Michael Houlihan and Bonnie Harvey – Workplace Culture Experts & Barefoot Wine Founders

By Michael Houlihan and Bonnie Harvey – Workplace Culture Experts & Barefoot Wine Founders

5 Steps to Build and Develop Trust

5 Steps to Build and Develop Trust 150 150 MIchael and Bonnie Harvey

Every good business relationship is built on trust. From creditors to employees, people need to trust that you’ll treat them the right way. Once trust is established and they know they can depend on you, they will extend their support even further, and may even make exceptions for you. This is essential to business success.

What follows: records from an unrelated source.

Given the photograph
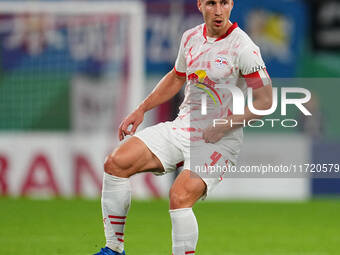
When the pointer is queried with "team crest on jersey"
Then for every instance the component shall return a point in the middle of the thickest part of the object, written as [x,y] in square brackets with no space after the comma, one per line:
[221,62]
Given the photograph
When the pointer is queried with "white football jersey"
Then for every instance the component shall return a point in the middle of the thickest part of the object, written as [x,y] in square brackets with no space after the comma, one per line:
[209,64]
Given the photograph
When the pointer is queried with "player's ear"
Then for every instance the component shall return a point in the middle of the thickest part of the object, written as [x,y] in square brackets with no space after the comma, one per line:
[199,5]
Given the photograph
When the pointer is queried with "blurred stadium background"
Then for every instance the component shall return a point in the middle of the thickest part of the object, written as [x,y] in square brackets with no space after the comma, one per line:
[70,71]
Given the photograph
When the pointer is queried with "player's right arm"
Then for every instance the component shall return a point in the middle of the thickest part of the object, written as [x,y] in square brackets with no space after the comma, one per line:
[167,88]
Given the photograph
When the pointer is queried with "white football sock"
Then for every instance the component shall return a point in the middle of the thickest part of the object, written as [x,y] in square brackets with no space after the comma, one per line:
[184,231]
[116,200]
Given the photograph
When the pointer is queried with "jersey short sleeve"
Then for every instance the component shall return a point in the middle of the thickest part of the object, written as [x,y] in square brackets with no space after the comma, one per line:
[180,65]
[252,68]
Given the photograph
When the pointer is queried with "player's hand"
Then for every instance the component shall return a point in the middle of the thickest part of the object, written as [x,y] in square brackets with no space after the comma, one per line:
[213,134]
[135,118]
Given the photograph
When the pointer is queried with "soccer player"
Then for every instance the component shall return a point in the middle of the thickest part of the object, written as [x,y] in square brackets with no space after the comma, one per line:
[212,56]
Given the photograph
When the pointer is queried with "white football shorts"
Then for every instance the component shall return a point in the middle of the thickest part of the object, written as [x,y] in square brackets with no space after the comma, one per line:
[172,146]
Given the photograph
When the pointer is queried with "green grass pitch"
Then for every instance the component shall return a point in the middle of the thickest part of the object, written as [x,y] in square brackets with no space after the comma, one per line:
[38,227]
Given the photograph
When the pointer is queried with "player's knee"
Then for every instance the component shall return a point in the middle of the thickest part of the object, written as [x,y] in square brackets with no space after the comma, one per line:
[179,199]
[115,165]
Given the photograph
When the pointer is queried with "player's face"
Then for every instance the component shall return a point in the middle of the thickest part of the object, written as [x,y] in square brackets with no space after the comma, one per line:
[216,14]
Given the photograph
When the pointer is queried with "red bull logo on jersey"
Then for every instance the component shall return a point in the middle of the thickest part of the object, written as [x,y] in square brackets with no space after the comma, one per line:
[203,83]
[221,62]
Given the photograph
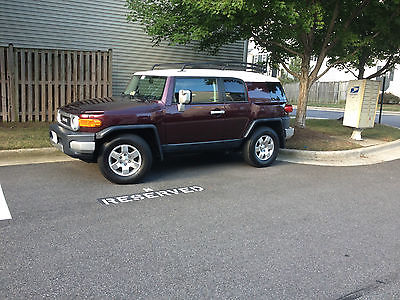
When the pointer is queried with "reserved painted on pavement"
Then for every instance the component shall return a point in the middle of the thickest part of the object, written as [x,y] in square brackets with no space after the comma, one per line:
[150,194]
[4,211]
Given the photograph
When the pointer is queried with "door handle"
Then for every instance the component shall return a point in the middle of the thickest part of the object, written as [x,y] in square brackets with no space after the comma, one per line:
[217,112]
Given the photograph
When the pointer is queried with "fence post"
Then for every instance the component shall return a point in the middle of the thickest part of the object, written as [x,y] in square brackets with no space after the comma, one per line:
[3,80]
[110,72]
[11,83]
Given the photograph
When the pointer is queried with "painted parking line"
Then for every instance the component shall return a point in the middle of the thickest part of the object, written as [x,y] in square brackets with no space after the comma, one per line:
[4,211]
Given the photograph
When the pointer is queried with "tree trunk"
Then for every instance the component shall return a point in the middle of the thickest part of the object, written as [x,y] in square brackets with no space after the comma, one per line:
[304,89]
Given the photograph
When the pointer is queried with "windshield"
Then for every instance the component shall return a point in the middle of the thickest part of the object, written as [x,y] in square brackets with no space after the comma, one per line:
[144,87]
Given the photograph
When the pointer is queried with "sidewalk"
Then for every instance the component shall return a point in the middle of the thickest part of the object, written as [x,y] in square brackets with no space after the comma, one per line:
[384,113]
[363,156]
[356,157]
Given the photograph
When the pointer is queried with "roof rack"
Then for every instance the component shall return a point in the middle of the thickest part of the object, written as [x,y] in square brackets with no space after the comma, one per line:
[226,65]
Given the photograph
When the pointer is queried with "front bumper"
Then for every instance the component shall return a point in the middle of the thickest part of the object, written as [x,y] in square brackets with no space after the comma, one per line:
[74,144]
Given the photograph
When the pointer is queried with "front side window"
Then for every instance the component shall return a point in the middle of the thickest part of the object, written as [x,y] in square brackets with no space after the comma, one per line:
[144,87]
[204,90]
[266,91]
[234,90]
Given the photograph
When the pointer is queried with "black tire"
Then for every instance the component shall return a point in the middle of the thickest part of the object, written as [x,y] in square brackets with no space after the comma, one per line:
[262,148]
[120,163]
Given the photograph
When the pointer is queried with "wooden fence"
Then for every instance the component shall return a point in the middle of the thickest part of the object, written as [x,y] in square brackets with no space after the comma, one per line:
[35,82]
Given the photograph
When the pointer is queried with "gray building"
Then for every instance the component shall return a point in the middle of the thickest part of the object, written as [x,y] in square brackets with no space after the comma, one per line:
[94,25]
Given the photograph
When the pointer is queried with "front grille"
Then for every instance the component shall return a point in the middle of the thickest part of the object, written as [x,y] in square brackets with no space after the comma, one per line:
[64,119]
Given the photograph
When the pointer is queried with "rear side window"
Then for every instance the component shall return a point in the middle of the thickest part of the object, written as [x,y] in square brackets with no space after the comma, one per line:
[204,90]
[234,90]
[266,91]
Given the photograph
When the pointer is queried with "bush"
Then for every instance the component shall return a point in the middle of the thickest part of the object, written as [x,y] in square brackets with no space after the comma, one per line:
[389,98]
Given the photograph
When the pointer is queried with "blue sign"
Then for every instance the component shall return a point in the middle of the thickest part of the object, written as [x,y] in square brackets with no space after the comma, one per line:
[354,90]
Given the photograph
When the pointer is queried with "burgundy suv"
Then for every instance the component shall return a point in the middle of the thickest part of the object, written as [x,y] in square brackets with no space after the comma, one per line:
[175,110]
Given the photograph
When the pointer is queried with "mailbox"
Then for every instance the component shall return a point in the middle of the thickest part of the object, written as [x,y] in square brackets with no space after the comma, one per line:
[361,103]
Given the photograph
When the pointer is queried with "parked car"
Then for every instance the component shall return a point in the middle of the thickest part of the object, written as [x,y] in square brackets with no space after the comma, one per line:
[176,110]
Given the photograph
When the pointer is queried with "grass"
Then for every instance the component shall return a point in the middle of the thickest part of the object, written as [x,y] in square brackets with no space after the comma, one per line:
[331,135]
[318,135]
[24,135]
[386,107]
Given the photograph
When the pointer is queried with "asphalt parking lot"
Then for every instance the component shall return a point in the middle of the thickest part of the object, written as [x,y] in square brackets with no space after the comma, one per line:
[221,229]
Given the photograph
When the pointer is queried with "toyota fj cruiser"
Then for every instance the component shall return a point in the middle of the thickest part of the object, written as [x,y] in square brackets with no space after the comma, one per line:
[190,108]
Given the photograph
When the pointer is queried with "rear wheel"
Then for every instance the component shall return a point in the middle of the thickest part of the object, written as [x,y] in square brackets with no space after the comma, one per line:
[126,159]
[262,148]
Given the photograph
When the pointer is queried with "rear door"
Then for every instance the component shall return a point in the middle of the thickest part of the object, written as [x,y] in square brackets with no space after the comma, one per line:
[203,119]
[237,107]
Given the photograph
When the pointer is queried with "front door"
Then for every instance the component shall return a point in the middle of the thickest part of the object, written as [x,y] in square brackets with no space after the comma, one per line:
[203,119]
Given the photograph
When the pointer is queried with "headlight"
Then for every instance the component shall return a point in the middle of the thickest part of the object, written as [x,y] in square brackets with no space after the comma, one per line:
[75,123]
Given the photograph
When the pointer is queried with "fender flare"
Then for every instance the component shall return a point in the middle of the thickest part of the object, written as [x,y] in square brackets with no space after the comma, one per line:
[113,129]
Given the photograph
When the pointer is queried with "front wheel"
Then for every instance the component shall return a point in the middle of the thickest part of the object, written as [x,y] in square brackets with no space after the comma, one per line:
[262,148]
[126,159]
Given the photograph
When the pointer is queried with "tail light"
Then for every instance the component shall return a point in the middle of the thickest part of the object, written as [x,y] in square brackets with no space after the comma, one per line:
[87,120]
[288,108]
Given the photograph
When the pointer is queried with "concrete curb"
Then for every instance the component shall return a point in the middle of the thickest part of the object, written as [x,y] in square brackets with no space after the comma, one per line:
[362,156]
[31,156]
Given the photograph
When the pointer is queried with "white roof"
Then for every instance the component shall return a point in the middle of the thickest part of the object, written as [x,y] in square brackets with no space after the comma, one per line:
[245,76]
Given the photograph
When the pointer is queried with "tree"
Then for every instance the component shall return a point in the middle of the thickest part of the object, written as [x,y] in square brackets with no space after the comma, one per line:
[374,37]
[308,29]
[294,66]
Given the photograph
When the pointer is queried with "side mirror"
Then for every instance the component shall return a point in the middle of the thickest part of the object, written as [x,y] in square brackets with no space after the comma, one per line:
[185,97]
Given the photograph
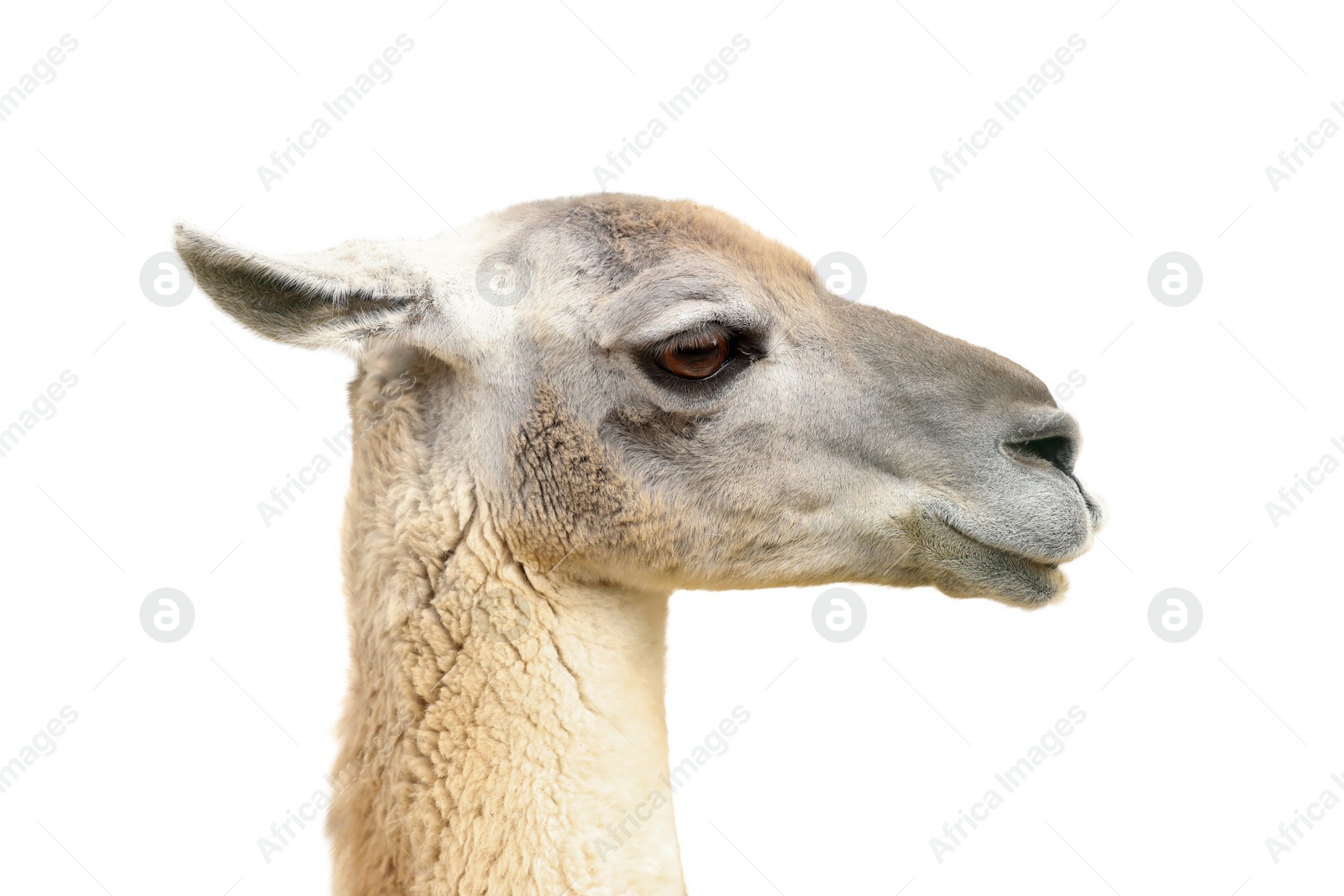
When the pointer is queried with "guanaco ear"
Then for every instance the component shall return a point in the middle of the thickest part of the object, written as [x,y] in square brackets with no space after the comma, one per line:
[343,297]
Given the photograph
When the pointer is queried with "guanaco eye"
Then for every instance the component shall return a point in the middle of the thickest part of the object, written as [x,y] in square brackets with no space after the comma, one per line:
[696,356]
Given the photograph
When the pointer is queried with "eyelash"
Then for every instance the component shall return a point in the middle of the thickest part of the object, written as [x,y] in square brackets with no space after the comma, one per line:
[743,351]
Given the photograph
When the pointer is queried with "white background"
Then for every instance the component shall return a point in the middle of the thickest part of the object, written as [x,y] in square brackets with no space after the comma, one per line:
[857,754]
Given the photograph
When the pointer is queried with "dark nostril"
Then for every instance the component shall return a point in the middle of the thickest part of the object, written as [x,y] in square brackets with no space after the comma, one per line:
[1057,450]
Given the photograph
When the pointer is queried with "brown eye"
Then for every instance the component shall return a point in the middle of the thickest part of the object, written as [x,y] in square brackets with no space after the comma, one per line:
[696,356]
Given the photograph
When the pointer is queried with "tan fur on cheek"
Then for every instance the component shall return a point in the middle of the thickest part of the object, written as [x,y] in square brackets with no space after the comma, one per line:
[571,496]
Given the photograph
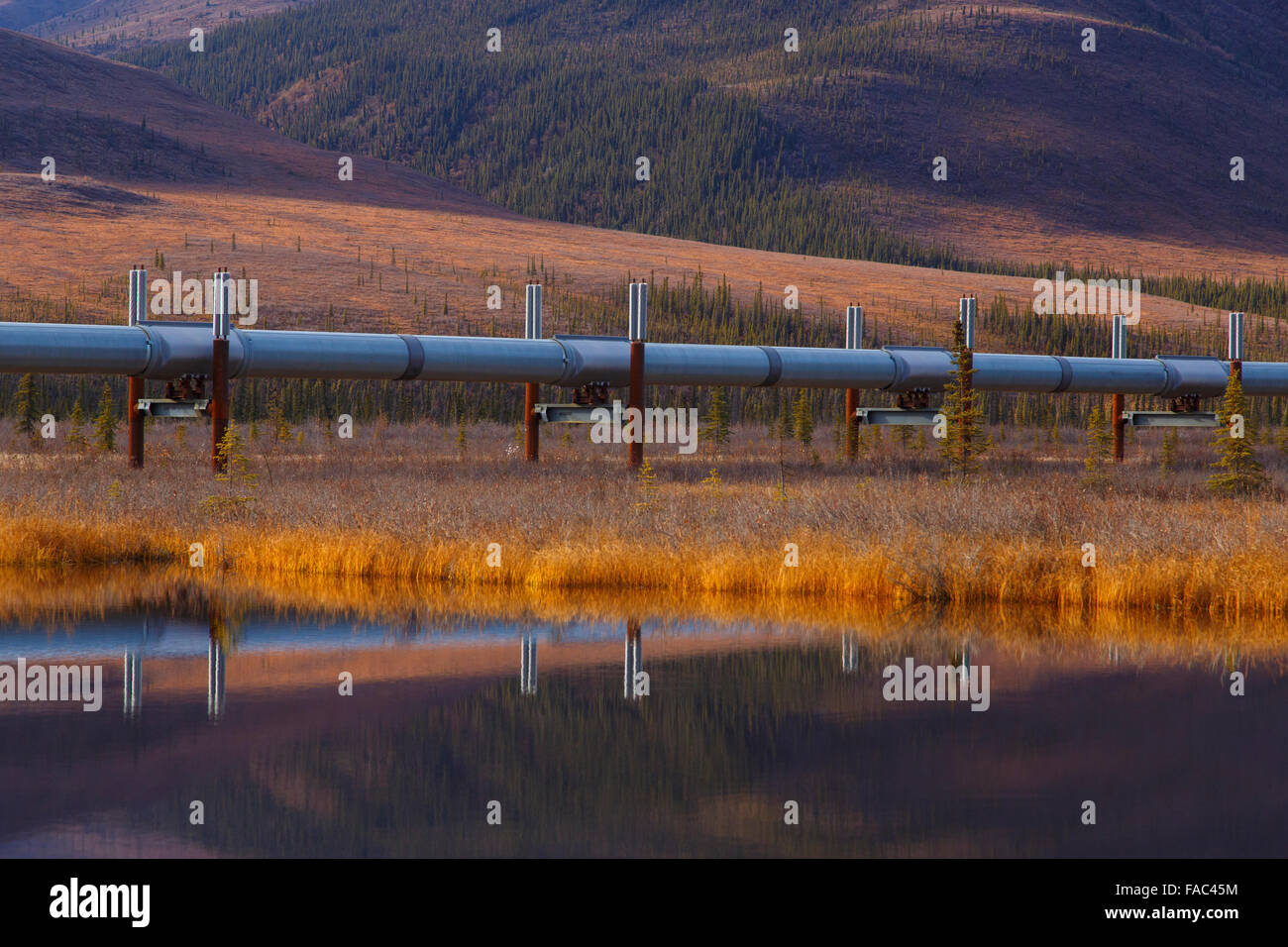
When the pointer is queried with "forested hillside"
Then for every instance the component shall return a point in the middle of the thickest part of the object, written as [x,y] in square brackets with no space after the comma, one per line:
[827,150]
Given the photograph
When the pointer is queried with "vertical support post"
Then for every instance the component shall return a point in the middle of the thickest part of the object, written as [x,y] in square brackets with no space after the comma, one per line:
[1117,401]
[219,368]
[966,309]
[532,390]
[638,331]
[853,341]
[133,393]
[134,385]
[1236,346]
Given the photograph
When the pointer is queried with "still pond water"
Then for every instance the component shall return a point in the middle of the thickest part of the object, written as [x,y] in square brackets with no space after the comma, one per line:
[483,736]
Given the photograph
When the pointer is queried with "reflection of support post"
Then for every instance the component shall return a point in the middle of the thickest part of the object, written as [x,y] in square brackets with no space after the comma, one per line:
[849,654]
[638,331]
[528,665]
[532,390]
[853,341]
[634,656]
[215,681]
[133,684]
[219,368]
[1117,401]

The sooner you show that you’re dependable, the quicker you’ll see the benefits, for instance commitment, devotion, priority ranking, extended credit, increased sales, and more opportunities. You must be proactive! Find ways to show your employees, creditors, and clients that you have their best interests at heart.

Here is our short guide for building and developing trust:


  1. Communicate. And communicate often. Be transparent when it comes to what you’re doing and why. Don’t leave anyone guessing what you’re up to—keep everyone informed! We suggest having regular meetings with suppliers, outsourced services, creditors, and your team. Share important information with them early and often. This alleviates their fears and allows them to feel valued. The more your team knows ahead of time, the more confident they are working with you.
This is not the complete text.